Predicting short-term wholesale prices on the Irish Single Electricity Market with Artificial Neural Networks (InterTrade Ireland)
Collaborators: Ark Energy Ltd, Longford
This Fusion project is to develop forecasting algorithms in order to predict short-term (72 hours ahead) wholesale prices on the Irish Single Electricity Market so that customers can make more informed trading decisions.
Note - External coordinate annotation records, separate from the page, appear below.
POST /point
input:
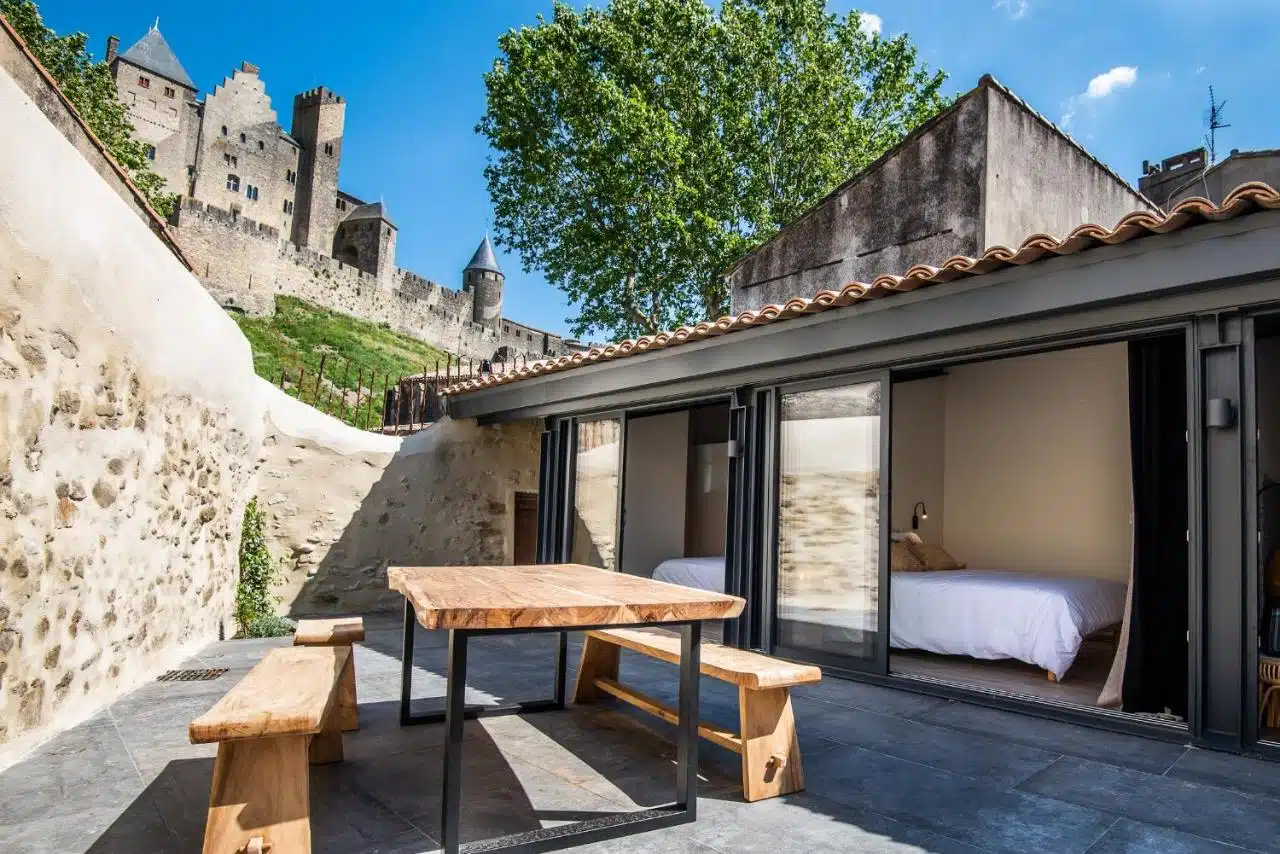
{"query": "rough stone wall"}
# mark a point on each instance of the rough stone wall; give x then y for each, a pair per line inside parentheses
(338, 516)
(128, 430)
(920, 204)
(373, 240)
(245, 265)
(167, 122)
(1038, 182)
(261, 160)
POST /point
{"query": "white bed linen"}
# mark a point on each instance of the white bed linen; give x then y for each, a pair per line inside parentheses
(702, 572)
(1037, 619)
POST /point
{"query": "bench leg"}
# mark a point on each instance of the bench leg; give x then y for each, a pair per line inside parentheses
(771, 752)
(348, 711)
(599, 661)
(260, 789)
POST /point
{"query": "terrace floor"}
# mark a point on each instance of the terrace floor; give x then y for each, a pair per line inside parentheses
(887, 771)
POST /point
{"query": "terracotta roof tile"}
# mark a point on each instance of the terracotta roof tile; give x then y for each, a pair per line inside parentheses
(1246, 199)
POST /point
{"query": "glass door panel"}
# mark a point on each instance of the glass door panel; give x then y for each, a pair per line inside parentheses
(828, 567)
(597, 475)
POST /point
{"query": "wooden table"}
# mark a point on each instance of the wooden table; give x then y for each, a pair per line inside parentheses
(475, 601)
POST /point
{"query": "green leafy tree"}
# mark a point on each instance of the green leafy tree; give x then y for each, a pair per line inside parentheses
(91, 88)
(641, 147)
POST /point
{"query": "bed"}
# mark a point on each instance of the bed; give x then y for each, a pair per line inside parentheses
(986, 613)
(702, 572)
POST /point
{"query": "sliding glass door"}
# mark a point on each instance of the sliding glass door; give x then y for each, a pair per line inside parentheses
(597, 488)
(831, 567)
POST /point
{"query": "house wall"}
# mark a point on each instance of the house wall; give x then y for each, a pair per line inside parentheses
(1038, 464)
(1037, 182)
(129, 424)
(919, 205)
(654, 491)
(918, 455)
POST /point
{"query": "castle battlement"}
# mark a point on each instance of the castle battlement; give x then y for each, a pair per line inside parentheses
(315, 96)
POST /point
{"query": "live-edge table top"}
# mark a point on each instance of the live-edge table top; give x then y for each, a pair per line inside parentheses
(549, 596)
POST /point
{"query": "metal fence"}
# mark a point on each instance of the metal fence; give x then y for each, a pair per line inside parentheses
(374, 398)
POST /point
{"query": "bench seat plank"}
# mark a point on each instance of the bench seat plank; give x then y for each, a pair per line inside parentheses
(726, 663)
(287, 693)
(329, 633)
(713, 733)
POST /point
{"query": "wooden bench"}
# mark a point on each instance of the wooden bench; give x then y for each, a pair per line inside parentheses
(282, 716)
(339, 631)
(767, 731)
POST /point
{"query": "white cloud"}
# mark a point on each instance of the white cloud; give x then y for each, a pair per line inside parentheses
(1119, 77)
(1100, 87)
(1015, 8)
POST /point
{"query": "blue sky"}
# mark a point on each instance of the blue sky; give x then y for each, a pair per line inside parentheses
(1130, 76)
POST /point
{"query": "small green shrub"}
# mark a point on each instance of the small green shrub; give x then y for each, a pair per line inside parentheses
(255, 610)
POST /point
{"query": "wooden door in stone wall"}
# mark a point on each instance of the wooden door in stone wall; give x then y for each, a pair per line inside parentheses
(525, 548)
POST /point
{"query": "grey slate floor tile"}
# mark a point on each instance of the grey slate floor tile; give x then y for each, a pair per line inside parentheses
(952, 805)
(1242, 773)
(1193, 808)
(986, 757)
(1059, 736)
(1134, 837)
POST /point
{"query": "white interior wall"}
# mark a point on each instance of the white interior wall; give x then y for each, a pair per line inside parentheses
(1269, 409)
(654, 491)
(919, 455)
(708, 501)
(1037, 474)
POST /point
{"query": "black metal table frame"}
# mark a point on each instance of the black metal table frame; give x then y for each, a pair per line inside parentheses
(682, 811)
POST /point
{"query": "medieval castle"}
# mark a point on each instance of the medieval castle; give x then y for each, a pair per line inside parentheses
(261, 214)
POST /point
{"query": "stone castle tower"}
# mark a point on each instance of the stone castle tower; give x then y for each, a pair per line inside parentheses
(263, 213)
(483, 278)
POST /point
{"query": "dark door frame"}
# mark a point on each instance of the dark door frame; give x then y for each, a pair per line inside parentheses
(880, 663)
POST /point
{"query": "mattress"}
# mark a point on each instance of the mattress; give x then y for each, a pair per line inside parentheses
(702, 572)
(984, 613)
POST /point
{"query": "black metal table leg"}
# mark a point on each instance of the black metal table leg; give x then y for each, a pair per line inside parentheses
(686, 744)
(548, 839)
(455, 716)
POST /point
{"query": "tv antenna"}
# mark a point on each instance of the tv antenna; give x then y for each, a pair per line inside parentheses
(1214, 119)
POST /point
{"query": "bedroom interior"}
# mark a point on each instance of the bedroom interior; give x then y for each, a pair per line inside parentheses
(1267, 377)
(1014, 565)
(675, 499)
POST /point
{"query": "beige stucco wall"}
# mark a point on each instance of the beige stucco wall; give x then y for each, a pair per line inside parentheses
(128, 430)
(918, 452)
(342, 505)
(1037, 464)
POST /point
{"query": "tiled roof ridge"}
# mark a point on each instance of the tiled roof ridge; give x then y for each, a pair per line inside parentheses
(990, 80)
(1246, 199)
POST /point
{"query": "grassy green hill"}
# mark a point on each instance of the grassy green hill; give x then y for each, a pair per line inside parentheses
(357, 355)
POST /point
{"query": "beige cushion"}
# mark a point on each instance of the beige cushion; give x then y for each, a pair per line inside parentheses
(903, 560)
(933, 557)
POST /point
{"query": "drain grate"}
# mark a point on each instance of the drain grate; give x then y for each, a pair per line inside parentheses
(191, 675)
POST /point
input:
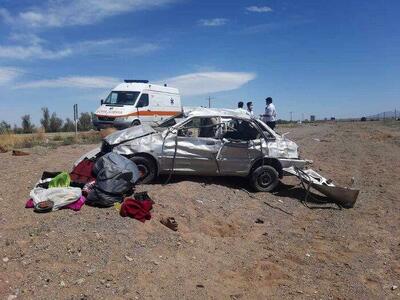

A BCI Operated Hand Exoskeleton based Neurorehabilitation System for Movement Restoration in Paralysis
This project is funded by UK India Education and Research Initiative (UKIERI) phase-II and the Department of Science and Technology (DST) Government of India under the DST-UKIERI Thematic Partnership program (DST-2013-14/126). This international collaborative project has three main components brain-computer interface (BCI), exoskeleton, and rehabilitation which are being undertaken under respective leaders Professor Girijesh Prasad of Neural Systems and Neuro-technology Research Team, Professor Ashish Dutta of Indian Institute of Technology Kanpur (IITK) India, and Professor Suzanne McDonough of Institute of Nursing and Health Research under the co-ordination of the PI Professor Prasad. Main project objectives are as follows:
- Develop a lightweight three-finger exoskeleton with embedded sensors, capable of replicating human motion for physical practice. It will be controlled by users’ EMG and EEG signals in assist-as-needed mode;
- Develop a novel brain-computer interface (BCI) that facilitates EMG and EEG for controlling the exoskeleton and provides visual neurofeedback to ensure focused physical and MI practices;
- Conduct pilot trials to evaluate the effectiveness of the exoskeleton along with BCI in movement restoration
It is known that much enhanced upper limb recovery can be gained if stroke sufferers with limb impairments, perform intensive active physical practice (PP) in conjunction with motor imagery (MI) practice (or mental practice) of activities of daily living.
Although a PP can be performed with the help of a therapist, it is expensive and limited and dependence on the therapist may lead to a passive practice. To this end, it is proposed to investigate development of a lightweight neuro-rehabilitation system for people with stroke that facilitates intensive active PP as well as MI practice with the help of a robotic exoskeleton and neuro-feedback from a novel non-invasive brain-computer interface (BCI). It will consist of a three-finger exoskeleton that can be worn by the subjects and will be controlled through the users’ Electromyography (EMG) and Electroencephalography (EEG) based BCI commands in assist-as-needed mode.
Additionally visual neuro-feedback from BCI will help ensure highly focused performance of PP as well as MI practice. The exoskeleton will be superior to existing ones as it will be able to replicate natural human finger motion with more degrees-of-freedom and be directly aimed at restoring critical hand functions, for grasping and manipulation of objects. The system will undergo pilot trial on a set of healthy individuals as well as people with impairments.